Chapter 7
Conclusion

In this thesis, I have presented the design and evaluation for HumanProof and ProofWidgets. In this chapter I will conclude the thesis by reflecting on the research questions given in Chapter 1 and talking about further work.

# 7.1. Revisiting the research questions

Let's review the research questions that I set out to answer in Section 1.2 and outline the contributions that I have made towards them.

## 7.1.1. What constitutes a human-like, understandable proof?

Identify what 'human-like' and 'understandable' mean to different people.

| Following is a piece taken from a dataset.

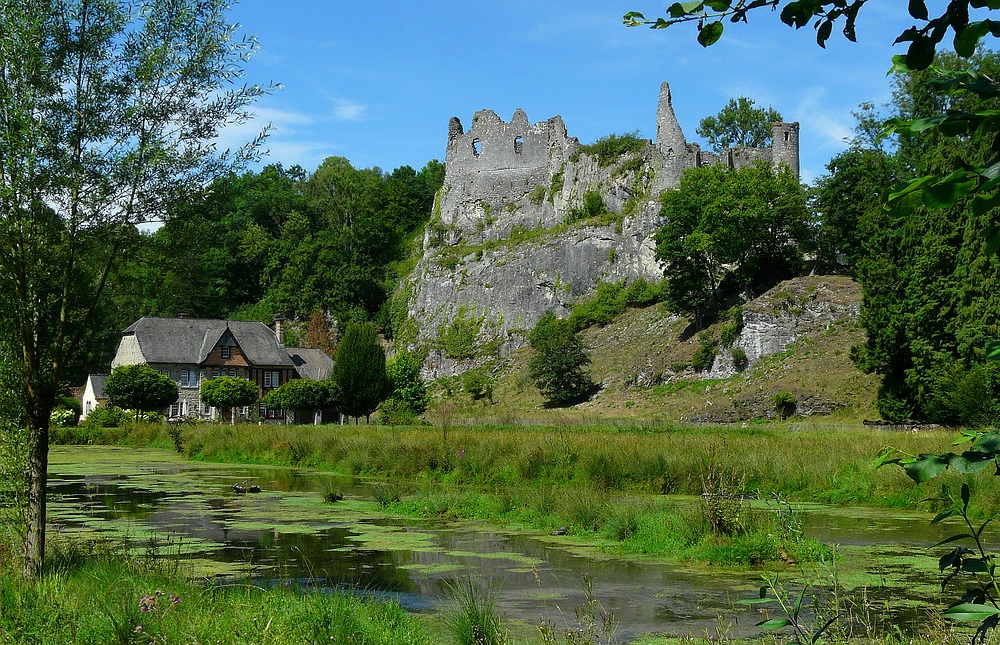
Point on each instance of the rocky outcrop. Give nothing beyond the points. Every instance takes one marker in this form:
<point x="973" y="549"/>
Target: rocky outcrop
<point x="781" y="316"/>
<point x="528" y="221"/>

In Section 2.5, I investigated the work of other mathematicians and mathematics educators on the question of what it means to understand a proof of a theorem. This review took me from educational research to the works of Spinoza, but yielded little in the way of explicit answers to this question. In Chapter 6, I asked some students of mathematics at the University of Cambridge what features of a proof made it understandable to them. The participants remarked that a proof being understandable is a function of numerous factors: providing the intuition or motivation of a proof first, signposting the purpose of various sections of a proof and providing the right level of detail. One thing that was frequently stressed, however, was that syntax and notation of proofs only played a minor role in how understandable a proof is; while unfamiliar syntax only hinders understanding temporarily and may be overcome by becoming familiar with the notation.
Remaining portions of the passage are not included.